A Personal Perspective
BY MARCIA MOXAM COMRIE
There has always been a great concern in our community about the authorities rounding up or enticing African-American teens in our city to participate in police lineups. This was for use as “fillers”—and often without parental consent.
We may never know how many innocent kids have ended up in jail because they were mistakenly pointed out by a victim as the suspect in a crime. There is a policy against the practice, but like many other policies, it has been flouted.
Well, that may be coming to an end in the near future, thanks to one New York City councilman and a community board. Councilman Rory Lancman (District 24) met with residents in Community Board 13 last month to discuss the matter.
Lancman is chairman of the City Council’s Committee on Courts and Legal Services and it is in this capacity that he has been advocating to turn the policy into law and end the practice.

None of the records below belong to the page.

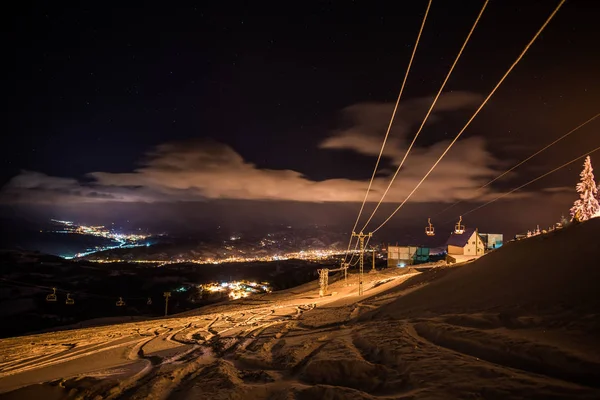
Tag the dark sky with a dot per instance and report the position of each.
(223, 101)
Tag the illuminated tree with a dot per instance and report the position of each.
(586, 206)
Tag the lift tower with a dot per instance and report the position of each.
(361, 238)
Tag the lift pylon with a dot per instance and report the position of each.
(361, 238)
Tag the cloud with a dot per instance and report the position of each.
(200, 170)
(368, 123)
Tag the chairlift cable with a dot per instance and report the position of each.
(389, 125)
(437, 96)
(474, 115)
(531, 181)
(522, 162)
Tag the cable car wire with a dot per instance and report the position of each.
(389, 125)
(531, 181)
(474, 115)
(437, 96)
(523, 162)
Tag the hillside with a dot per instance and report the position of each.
(556, 274)
(520, 323)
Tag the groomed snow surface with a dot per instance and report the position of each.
(522, 322)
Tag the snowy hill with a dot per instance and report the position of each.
(519, 323)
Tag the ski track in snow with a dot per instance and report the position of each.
(294, 343)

It is not unusual for the police to ask for community volunteers who, in general, fit the description of a suspect. But when would-be participants are underage, the police must get consent from the parents or guardians. Some in their hurry may bypass this step. That’s a no-no.
The teens are compensated—but generally speaking, teenagers are not mature enough to make decisions that could end up hurting their future. Parents should be consulted every time. Most parents would not consent to such a request. But they are entitled to the choice.
There was such a case in Bellerose last spring involving officers from the 105th Precinct that acted as the catalyst for the community, councilman and police to meet and hash out the matter.
Lancman, for his part, proposed Intro 1710, a bill that would exempt officers from picking up teens for lineups without parental consent. The bill will, according to the councilman, “codify existing NYPD policy into law.”
Good for him and kudos to the community board and the community. By raising their voices, they are on their way to changing the system. This is what we want our community and nonprofits to do. When we raise our voices in unison and involve our elected leaders, we can make important changes.
We get it that the police have a job to do. They must catch criminals and set the stage for trial. Having lineups is part of that process—at least, in certain cases. We know that their job is not easy and we appreciate them for their important service.
Conversely, we must protect our children from being used in a way that could be detrimental to their own freedom. Our kids should not be approached and carted off in a police car for a lineup that their parents know nothing about.
This City Council bill is a win-win. The police still get to do lineups, but innocent would-be participants are protected by their parents’ knowledge and consent. It is important for all parties to work together for the greater good.
Fairly or not, our community tends to view the police with suspicion. Working out an acceptable solution in this case proves that have rights and must work within them to serve the greater good when necessary.